Yoshimoto et al. (39) found POP activity in 19 of 22 species of mushroom (Agaricales) tested, and of the species that could be cultured, POP activity was always intracellular. However, the same authors later purified an extracellular POP from the common mushroom Agaricus bisporus (40). In our experiments CaPOP1 was very sensitive to proteolytic degradation during purification, which is atypical of extracellular fungal enzymes. It also lacks any detectable signal peptide. These observations suggest that CaPOP1 is intracellular, which is consistent with CaPOP1 having a role in posttranslational processing of the phalloidin proprotein. Our studies do not, however, unequivocally establish that CaPOP1 is the enzyme that processes the phalloidin precursor in vivo. The role of POP in toxin non-producing mushrooms is unknown, although an extracellular location in the case of A. bisporus would suggest a role in saprophytic scavenging. Although many naturally occurring peptides, such as mammalian hormones, can be cleaved by POPs in vitro, the in vivo substrates of POPs in animals, plants, and bacteria are unknown in most cases (18).

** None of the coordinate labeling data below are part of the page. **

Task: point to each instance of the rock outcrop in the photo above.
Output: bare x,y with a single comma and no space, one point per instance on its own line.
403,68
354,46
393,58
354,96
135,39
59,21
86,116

In conclusion, in this paper we have shown that the POP of the phalloidin-producing mushroom C. albipes can efficiently and precisely cleave the precursor of phalloidin, releasing the heptapeptide of the mature toxin. Subsequent steps in the biosynthesis of phalloidin must include cyclization, hydroxylation, epimerization of l-Thr to d-Thr, and formation of the tryptathionine cross-bridge.